Document Information:
Title:How socially responsible investing can help bridge the gap between Islamic and conventional financial markets
Author(s):Michael S. Bennett, (The World Bank Treasury, Washington, DC, USA), Zamir Iqbal, (The World Bank Treasury, Washington, DC, USA)
Citation:Michael S. Bennett, Zamir Iqbal, (2013) "How socially responsible investing can help bridge the gap between Islamic and conventional financial markets", International Journal of Islamic and Middle Eastern Finance and Management, Vol. 6 Iss: 3, pp.211 - 225
Keywords:Capital markets, Finance, Islam, Islamic finance, Socially responsible investments, Sukuk
Article type:Conceptual paper
DOI:10.1108/IMEFM-Aug-2012-0078 (Permanent URL)
Publisher:Emerald Group Publishing Limited
Acknowledgements:JEL classification – G1, G2
Abstract:

Purpose – Islamic finance and socially responsible investing (SRI) have been two of the most rapidly growing areas of finance over the last two decades. During this period, they have each grown at rates that far exceed that of the financial markets as a whole. The purpose of this paper is to find similarities and commonalities of both markets and identifies how both could benefit from each other.
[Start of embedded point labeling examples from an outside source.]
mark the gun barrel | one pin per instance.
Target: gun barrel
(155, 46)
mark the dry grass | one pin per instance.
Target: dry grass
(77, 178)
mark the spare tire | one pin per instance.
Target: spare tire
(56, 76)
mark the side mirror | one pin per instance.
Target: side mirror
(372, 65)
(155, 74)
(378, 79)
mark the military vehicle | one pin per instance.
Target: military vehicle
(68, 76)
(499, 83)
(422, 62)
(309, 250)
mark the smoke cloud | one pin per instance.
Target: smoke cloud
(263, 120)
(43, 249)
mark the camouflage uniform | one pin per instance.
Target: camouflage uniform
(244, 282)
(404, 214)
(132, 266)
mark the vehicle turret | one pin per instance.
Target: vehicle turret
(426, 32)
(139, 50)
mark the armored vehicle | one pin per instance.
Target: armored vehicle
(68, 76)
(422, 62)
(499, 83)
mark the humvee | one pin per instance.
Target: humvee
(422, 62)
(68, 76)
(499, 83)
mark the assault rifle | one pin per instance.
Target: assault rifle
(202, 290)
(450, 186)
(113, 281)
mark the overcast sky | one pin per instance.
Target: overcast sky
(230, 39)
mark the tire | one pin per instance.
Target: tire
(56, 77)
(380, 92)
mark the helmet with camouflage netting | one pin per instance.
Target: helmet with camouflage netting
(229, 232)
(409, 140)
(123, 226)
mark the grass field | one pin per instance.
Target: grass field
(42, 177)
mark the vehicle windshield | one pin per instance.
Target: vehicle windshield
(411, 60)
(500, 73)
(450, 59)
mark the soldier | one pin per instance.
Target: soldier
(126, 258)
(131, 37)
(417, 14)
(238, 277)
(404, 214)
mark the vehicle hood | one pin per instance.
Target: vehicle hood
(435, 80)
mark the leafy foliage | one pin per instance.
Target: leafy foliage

Design/methodology/approach – The paper takes a comparative approach in comparing and contrasting two markets. The paper reviews the progress and driving forces in both markets and makes policy recommendations.

Findings – Islamic finance has grown at a very impressive rate over the last two decades, but the Islamic fixed income market remains under-developed. SRI has become an increasingly common investment strategy during that same time period, but there is still insufficient supply of SRI fixed income instruments. The convergence of these two facts creates the opportunity for a fixed income product to be developed that could appeal to both SRI and Shariah (Islamic Law) compliant investors, and thereby serve as a bridge between the Islamic and conventional financial markets. The paper believes the product that could play this role is Sukuk for which the proceeds are used to fund economic development.

Research limitations/implications – The paper takes a view from a financial expert's point of view which could be different from the scholars of Islamic legal system.

Practical implications – The paper provides an innovative view to two different markets and suggests that there are commonalities which need to be exploited for the benefit of both markets.

Originality/value – This is probably the first known attempt to related SRI financing to Islamic financing particularly Islamic capital markets.